2

(Edit: This applies to much more than postfix; it's just where I noticed/debugged it)

I've installed postfix, but when it starts up and creates its chroot, it gets an empty copy of /etc/resolv.conf which means it can't resolve any domains.

I added some logging in various network scripts to see when resolve.conf is being wiped/re-populated and when postfix is starting...
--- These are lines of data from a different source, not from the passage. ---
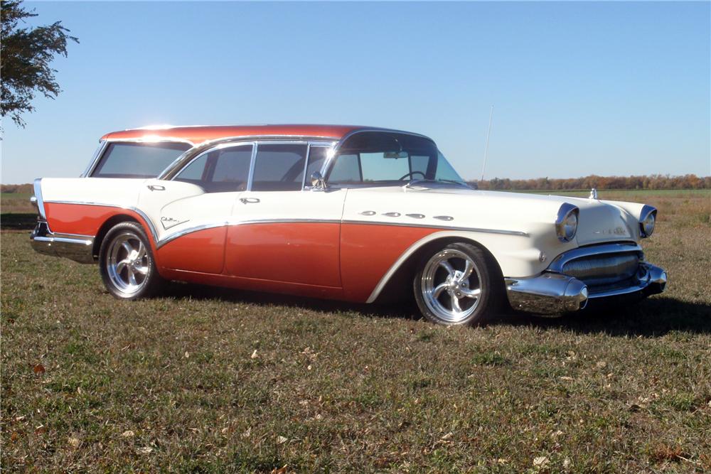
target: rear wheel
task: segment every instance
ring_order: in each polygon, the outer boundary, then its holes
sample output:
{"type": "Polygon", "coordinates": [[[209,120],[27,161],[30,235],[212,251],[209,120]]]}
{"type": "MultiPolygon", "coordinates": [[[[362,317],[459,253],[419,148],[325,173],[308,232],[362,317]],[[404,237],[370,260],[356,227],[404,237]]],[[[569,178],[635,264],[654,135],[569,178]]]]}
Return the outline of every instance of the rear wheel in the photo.
{"type": "Polygon", "coordinates": [[[108,232],[99,252],[99,270],[106,289],[120,299],[149,296],[163,282],[148,237],[135,222],[117,224],[108,232]]]}
{"type": "Polygon", "coordinates": [[[479,247],[450,244],[422,260],[413,282],[415,301],[433,323],[481,324],[500,308],[499,273],[479,247]]]}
Here's the log from a boot:

Sun Mar 27 19:12:30 UTC 2016
  EXECUTE: root + /sbin/resolvconf2 -d eth0 -f

Sun 27 Mar 19:12:31 UTC 2016
  Postfix startup script

Sun Mar 27 19:12:37 UTC 2016
  EXECUTE: root + /sbin/resolvconf2 -a eth0

Note there are 7 seconds between resolvconf being called to wipe the config and then re-populate it. For this period, /etc/resolv.conf is effectively empty. It's between these calls that postfix (and many other services) starts up.

It seems strange that services are being started in this huge gap between resolvconf being cleared/recreated.

This is a clean install of Raspbian with Postfix installed and no other changes.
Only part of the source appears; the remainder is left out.